MorphMark: Flexible Adaptive Watermarking for Large Language Models
Zongqi Wang | Tianle Gu | Baoyuan Wu | Yujiu Yang
Proceedings of the 63rd Annual Meeting of the Association for Computational Linguistics (Volume 1: Long Papers)
Zongqi Wang | Tianle Gu | Baoyuan Wu | Yujiu Yang
Proceedings of the 63rd Annual Meeting of the Association for Computational Linguistics (Volume 1: Long Papers)
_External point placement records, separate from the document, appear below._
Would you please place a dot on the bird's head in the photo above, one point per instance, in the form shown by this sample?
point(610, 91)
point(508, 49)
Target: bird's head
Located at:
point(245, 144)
Watermarking by altering token sampling probabilities based on red-green list is a promising method for tracing the origin of text generated by large language models (LLMs). However, existing watermark methods often struggle with a fundamental dilemma: improving watermark effectiveness (the detectability of the watermark) often comes at the cost of reduced text quality. This trade-off limits their practical application. To address this challenge, we first formalize the problem within a multi-objective trade-off analysis framework. Within this framework, we identify a key factor that influences the dilemma. Unlike existing methods, where watermark strength is typically treated as a fixed hyperparameter, our theoretical insights lead to the development of MorphMark—a method that adaptively adjusts the watermark strength in response to changes in the identified factor, thereby achieving an effective resolution of the dilemma. In addition, MorphMark also prioritizes flexibility since it is an model-agnostic and model-free watermark method, thereby offering a practical solution for real-world deployment, particularly in light of the rapid evolution of AI models. Extensive experiments demonstrate that MorphMark achieves a superior resolution of the effectiveness-quality dilemma, while also offering greater flexibility and time and space efficiency.